Wann du mir büethst ain fruntlich wort
Dar fur ich lieb nit kayser wer.
(If you granted me a kind word, I would gladly give up my imperial status for it.)

Unlike the melody of Senfl’s song, whose phrasing is already designed to integrate organically into the polyphonic texture, this song declaims its expressively constructed, emphatically expansive tenor in such a way that one can easily imagine it being performed monophonically, possibly with moderate accompaniment (» Notation example O edle frucht).

Notenbsp. O edle frucht

Notenbsp. O edle frucht

Nach einem dreistimmigen Liedsatz (um 1456–1460) in » I-TRbc 88, fol. 106r, mit der Textmarke O edle frucht und dem Kontrafakturtext Martinus Abrahae sinu laetus. Oberes System: Tenor des polyphonen Satzes; unteres System: rekonstruierte einstimmige Liedmelodie.

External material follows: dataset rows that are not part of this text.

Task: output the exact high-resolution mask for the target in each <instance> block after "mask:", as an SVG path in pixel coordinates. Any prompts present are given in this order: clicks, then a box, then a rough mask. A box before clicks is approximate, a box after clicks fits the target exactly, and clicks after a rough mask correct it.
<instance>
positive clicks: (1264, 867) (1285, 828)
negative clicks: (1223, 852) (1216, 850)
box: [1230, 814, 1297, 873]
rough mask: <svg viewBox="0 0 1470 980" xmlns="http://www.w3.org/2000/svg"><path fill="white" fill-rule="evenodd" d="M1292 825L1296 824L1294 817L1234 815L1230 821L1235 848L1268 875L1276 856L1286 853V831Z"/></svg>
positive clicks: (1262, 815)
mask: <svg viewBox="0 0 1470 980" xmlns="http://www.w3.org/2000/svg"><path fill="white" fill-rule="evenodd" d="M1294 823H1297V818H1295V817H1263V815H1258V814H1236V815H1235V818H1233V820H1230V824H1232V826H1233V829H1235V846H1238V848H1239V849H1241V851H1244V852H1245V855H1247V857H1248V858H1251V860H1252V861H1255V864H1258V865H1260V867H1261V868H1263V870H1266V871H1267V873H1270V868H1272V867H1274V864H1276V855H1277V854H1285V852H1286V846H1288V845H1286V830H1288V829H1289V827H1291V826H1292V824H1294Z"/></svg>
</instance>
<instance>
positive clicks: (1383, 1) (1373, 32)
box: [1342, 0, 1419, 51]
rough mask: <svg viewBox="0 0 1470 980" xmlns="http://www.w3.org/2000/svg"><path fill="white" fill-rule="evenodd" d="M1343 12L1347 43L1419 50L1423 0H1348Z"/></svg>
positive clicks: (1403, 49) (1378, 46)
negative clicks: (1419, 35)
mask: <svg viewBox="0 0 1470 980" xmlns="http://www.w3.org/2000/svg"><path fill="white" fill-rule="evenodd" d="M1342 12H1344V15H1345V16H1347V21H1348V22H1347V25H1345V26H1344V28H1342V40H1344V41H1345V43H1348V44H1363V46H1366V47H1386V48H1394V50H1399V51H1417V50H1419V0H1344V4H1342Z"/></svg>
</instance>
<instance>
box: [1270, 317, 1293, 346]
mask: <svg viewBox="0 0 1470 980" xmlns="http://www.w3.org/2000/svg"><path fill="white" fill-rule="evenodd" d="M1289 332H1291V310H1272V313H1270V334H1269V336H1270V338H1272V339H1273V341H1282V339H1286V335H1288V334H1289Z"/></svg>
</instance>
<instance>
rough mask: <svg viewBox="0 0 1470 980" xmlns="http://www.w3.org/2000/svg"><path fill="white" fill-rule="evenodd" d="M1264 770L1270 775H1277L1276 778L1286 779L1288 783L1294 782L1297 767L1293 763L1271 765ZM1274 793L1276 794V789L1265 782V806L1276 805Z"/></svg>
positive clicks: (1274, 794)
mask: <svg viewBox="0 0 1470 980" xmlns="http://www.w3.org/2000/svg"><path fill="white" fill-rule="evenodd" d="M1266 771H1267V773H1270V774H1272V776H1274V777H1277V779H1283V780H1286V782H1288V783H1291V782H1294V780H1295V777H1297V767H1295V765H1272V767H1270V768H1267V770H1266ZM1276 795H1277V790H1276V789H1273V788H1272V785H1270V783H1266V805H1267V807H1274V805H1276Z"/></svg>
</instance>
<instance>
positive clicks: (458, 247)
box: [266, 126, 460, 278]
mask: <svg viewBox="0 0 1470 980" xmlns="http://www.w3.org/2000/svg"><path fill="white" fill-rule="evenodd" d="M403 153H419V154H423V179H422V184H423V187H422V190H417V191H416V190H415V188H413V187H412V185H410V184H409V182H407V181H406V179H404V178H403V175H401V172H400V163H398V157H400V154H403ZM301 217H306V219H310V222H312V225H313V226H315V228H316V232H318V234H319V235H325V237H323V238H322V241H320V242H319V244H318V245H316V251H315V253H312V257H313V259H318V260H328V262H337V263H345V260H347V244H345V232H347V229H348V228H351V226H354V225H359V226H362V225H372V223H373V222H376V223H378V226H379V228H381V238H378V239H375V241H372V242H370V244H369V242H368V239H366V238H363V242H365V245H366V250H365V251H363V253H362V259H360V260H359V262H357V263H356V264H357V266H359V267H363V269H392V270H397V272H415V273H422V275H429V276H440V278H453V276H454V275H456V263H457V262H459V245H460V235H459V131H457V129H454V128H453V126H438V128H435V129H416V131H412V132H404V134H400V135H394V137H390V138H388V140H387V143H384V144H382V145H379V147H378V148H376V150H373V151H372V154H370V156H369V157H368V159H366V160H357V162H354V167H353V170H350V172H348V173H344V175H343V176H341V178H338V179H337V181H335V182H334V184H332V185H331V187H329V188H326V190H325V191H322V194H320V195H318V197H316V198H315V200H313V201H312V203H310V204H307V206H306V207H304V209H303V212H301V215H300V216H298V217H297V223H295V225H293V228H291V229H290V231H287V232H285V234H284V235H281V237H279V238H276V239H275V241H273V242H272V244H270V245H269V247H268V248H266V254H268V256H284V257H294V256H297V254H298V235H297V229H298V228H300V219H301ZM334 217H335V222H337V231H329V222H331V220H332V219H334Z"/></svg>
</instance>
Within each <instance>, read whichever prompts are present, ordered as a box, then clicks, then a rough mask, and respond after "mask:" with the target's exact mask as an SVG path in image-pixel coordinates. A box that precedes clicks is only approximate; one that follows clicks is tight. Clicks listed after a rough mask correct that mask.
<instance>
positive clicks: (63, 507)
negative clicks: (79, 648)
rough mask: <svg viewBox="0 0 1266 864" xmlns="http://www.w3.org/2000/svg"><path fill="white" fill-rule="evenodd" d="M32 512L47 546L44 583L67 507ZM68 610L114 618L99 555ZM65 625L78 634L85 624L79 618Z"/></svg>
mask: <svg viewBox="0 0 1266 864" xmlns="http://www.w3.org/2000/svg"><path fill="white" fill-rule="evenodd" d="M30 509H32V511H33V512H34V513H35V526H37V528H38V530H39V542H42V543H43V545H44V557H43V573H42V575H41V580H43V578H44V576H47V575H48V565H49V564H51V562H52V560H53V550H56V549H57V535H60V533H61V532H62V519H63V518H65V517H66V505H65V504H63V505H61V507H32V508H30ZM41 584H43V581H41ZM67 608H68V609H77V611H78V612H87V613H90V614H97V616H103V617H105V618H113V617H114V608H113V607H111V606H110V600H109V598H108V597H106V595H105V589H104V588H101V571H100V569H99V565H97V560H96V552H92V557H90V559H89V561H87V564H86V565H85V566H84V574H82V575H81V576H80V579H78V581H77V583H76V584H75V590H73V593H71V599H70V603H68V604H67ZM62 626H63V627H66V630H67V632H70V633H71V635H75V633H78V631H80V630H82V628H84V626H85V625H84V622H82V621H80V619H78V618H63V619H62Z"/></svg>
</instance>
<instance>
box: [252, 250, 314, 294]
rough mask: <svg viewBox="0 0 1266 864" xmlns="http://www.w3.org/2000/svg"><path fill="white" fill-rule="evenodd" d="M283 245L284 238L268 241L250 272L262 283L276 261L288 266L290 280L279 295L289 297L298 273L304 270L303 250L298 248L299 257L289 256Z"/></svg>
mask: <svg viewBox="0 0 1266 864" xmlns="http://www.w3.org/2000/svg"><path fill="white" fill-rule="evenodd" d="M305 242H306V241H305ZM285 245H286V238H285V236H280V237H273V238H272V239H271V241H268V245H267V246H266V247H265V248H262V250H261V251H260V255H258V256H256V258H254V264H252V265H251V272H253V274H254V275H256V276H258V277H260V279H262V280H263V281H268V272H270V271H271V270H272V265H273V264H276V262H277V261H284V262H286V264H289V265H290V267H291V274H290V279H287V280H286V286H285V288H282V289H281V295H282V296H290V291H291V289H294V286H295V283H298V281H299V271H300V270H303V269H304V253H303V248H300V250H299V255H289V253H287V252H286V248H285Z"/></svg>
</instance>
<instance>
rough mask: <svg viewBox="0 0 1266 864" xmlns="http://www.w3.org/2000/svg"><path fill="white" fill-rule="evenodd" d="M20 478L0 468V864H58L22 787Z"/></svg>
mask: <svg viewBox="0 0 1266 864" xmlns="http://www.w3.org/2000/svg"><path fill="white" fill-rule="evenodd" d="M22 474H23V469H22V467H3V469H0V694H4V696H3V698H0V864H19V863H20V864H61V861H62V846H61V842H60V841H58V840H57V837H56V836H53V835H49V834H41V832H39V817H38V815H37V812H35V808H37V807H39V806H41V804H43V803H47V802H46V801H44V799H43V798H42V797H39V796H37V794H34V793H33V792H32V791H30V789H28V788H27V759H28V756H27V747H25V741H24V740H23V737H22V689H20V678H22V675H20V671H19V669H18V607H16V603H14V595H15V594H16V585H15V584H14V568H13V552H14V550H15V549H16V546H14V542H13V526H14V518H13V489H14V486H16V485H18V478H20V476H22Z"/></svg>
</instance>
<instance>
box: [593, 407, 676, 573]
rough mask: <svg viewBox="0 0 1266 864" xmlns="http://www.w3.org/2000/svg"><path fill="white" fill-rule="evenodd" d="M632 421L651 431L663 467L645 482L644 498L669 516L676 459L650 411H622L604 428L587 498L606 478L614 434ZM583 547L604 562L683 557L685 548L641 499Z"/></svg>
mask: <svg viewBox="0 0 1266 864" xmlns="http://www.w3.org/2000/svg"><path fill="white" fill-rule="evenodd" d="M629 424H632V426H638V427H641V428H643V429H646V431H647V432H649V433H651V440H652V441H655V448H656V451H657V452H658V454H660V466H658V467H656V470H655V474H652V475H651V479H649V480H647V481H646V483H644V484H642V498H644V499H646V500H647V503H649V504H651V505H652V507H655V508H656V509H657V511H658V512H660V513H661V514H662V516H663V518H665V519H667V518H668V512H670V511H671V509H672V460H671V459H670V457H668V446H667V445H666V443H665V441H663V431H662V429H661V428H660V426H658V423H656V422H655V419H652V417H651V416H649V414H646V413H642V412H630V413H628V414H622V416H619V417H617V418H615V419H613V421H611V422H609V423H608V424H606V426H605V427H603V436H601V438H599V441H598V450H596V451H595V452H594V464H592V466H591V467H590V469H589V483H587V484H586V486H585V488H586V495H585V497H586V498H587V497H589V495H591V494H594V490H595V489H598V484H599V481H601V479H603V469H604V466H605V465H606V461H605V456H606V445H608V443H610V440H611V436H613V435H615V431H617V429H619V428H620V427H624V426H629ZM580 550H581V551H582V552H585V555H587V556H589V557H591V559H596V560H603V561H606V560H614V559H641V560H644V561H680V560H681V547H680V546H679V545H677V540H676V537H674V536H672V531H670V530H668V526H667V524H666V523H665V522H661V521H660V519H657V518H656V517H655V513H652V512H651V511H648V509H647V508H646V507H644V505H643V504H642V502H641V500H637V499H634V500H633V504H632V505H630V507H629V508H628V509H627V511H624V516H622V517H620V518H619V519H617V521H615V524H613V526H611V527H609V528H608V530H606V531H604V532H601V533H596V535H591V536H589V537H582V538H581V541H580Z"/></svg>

Admittedly, the evidence for a connection between O edle frucht and the imperial-courtly sphere is weak, especially since so little is known about Emperor Frederick III’s private musical practice. Yet it is a tempting thought to assume that the song notation from the late 1450s might be related to his 1452 marriage to Eleanor of Portugal. He need not have sung the song to her himself – there was a singer at court for that – but he made himself the medium of an updated form of “cultural action in conventionalised circumstances”,[42] the continual circling around the theme of love. Be that as it may: the comparison of the two songs illustrates the distance travelled by the courtly German tenor song in the Austrian region between 1450 and 1520, from the multi-voiced encasement of a weighty melody to a polyphonic conception.

[40] See Schwindt 2013, 127 and 133.

[41] Edited in Adler/Koller 1900, 269. Further details on this song and its text in Schwindt 1999, 58–62.